Through the heuristic evaluation method, experts identified potential usability problems that would probably impact older adults’ experience. This study showed that applying Nielsen´s broad usability rules with evaluators with high expertise in user experience can provide relevance and knowledge to improve usability and experience in age-friendly design. However, more specific existing heuristics for mobile applications (SMASH) [18] and for elderly users [24] could be explored to inspect age-friendly design guidelines.

4 Conclusions and Future Work

This paper presents the user evaluation (Heuristics) stage from an on-going project aiming to develop an age-friendly interface design for older adults to enable them age in their own homes while increasing their independence. The objective of the paper is to report the findings of a heuristic evaluation that identified potentially usability problems which could be faced by older adults when interacting with a smartphone app for Smart Home.

Through the heuristic evaluation method, experts identified potential usability problems that would probably impact older adults’ experience. This study showed that applying Nielsen´s broad usability rules with evaluators with high expertise in user experience can provide relevance and knowledge to improve usability and experience in age-friendly design. It can be noticed that Nielsen’s heuristics are broadly generic to evaluate age-friendly design guidelines. However, it is still relevant to provide substantial and important findings in the evaluation process.

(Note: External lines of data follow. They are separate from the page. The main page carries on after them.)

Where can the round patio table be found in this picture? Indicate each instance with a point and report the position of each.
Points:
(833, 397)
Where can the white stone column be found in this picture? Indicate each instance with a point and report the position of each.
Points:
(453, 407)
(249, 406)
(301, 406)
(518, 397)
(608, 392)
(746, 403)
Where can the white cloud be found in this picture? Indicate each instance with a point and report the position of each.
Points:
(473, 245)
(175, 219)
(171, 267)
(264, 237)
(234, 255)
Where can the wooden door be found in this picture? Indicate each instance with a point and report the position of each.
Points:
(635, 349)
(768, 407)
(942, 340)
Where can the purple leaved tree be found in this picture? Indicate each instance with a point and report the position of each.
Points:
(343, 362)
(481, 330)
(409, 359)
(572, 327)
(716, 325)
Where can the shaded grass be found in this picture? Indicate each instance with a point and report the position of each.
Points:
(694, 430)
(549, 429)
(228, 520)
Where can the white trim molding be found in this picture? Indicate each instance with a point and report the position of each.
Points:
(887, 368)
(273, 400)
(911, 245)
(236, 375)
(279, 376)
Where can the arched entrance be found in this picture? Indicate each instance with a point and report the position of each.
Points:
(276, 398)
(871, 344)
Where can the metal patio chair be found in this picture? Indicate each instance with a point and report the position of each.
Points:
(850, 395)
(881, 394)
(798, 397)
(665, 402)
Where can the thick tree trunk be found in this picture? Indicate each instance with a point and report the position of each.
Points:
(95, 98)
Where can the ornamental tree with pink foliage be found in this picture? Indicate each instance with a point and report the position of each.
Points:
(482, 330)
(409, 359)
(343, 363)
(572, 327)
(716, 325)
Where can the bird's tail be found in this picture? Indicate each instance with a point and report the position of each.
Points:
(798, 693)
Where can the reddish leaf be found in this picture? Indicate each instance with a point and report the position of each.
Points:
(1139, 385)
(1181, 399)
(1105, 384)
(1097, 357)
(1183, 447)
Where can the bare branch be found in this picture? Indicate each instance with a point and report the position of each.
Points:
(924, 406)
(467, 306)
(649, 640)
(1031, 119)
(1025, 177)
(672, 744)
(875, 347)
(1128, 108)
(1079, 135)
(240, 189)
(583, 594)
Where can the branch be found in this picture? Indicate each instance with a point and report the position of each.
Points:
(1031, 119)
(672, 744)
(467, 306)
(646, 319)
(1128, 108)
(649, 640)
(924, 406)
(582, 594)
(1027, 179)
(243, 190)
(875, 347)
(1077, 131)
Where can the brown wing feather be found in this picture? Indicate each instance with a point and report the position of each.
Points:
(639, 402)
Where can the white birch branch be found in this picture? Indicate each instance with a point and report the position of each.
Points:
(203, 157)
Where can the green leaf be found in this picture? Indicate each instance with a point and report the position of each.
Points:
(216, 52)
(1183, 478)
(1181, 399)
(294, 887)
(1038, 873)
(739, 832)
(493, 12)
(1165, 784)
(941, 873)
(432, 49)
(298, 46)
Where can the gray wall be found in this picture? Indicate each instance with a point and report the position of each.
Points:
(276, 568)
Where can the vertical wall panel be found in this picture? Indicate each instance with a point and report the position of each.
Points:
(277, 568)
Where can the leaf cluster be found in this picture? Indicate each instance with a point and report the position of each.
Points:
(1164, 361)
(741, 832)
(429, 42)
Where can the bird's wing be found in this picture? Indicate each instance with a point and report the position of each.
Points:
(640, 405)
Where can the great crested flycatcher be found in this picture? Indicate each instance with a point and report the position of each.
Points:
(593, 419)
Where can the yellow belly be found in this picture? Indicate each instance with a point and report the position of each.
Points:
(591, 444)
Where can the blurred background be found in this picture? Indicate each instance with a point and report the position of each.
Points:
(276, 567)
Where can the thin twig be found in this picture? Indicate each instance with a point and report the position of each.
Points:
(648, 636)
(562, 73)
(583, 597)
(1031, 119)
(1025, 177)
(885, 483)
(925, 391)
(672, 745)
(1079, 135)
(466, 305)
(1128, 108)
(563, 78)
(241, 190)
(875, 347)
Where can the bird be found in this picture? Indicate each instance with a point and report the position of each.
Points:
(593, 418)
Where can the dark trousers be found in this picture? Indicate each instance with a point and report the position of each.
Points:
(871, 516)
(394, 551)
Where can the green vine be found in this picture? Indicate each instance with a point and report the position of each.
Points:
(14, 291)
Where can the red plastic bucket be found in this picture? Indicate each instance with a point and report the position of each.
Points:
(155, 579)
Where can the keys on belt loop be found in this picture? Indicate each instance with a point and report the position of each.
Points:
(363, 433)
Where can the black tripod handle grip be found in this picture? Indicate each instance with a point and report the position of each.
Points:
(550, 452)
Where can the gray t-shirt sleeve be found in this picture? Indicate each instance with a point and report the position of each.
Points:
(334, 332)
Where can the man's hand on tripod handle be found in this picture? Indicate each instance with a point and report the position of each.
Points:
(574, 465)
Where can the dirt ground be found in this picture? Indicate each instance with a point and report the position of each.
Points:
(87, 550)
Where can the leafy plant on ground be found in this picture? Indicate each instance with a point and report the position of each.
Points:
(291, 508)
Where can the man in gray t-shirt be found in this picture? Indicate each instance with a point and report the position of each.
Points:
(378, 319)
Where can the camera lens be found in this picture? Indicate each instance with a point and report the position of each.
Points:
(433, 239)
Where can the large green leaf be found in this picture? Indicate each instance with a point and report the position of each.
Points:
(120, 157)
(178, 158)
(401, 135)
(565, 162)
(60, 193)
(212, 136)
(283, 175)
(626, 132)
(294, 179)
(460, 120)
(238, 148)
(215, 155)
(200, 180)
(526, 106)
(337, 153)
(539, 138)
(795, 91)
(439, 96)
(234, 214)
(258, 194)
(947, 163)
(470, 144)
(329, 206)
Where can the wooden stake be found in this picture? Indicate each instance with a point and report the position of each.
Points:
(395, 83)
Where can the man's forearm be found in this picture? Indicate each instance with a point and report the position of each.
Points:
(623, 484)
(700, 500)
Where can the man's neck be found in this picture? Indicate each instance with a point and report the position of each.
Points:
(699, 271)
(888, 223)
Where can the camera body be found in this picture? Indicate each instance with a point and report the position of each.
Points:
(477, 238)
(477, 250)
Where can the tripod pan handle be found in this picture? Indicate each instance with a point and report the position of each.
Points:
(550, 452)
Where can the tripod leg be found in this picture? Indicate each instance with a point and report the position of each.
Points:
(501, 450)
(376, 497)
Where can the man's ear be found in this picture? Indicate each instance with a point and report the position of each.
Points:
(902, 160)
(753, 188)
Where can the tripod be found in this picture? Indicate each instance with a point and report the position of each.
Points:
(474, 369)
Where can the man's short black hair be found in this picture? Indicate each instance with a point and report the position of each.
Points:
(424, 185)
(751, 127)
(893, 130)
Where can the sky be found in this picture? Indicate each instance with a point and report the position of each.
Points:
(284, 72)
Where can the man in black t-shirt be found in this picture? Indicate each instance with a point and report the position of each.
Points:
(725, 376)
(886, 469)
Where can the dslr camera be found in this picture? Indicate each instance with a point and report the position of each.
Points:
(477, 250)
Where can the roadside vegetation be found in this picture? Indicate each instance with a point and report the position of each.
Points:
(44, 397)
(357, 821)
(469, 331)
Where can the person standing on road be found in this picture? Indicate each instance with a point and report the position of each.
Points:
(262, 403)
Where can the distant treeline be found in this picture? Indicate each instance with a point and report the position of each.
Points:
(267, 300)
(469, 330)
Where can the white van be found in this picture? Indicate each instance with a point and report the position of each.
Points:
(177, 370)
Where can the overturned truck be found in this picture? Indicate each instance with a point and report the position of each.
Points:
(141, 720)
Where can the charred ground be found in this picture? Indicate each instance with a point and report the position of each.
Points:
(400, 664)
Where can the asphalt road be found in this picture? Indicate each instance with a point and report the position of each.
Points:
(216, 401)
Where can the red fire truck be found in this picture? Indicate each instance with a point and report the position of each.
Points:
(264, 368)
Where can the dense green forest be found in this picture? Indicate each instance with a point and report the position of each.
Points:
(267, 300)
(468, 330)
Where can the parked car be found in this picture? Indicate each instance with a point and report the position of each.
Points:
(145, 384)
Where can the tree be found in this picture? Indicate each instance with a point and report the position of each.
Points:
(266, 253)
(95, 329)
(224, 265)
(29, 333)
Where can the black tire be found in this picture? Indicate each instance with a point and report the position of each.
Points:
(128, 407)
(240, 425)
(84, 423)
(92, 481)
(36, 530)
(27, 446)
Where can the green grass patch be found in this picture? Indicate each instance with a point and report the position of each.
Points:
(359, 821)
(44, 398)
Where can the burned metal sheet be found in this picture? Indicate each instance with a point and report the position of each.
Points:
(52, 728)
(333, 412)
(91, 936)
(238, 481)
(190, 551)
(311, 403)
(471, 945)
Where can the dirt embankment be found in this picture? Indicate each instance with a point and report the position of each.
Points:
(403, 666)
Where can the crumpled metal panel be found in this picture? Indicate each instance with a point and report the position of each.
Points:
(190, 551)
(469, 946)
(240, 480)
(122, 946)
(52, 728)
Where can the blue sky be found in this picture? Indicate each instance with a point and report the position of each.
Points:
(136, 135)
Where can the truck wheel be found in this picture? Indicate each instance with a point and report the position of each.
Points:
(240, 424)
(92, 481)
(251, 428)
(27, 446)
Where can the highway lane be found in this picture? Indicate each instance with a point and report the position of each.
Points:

In an iterative design process, these usability issues can be fixed so the smart home system can evolve into a more usable application for older adults. Despite the valuable expert’s evaluation, it is important to say that this methodology doesn’t overpass the importance of user testing studies with the real end users of the product. It is concluded that findings should be supported with more expert’s evaluation and target user testing to provide insights for designers and developers and create design guidelines for more usable interfaces to address the needs and abilities of the fast-growing population.

As a future work, besides more expert’s evaluation, the design review of the interactive prototype will be applied to individual usability tests to assess its usability and to obtain more detailed users’ feedback. The same tasks in Heuristics will be applied to the target users to evaluate the relevance and acceptance of the smart home mobile application. Furthermore, the rest of the smart home system (i.e., Smart TV app and home hub tablet) besides smart phone appl will be designed which will follow the same guidelines for an age-friendly system design. This iterative process could improve the acceptance and usefulness of assistive systems among older adults.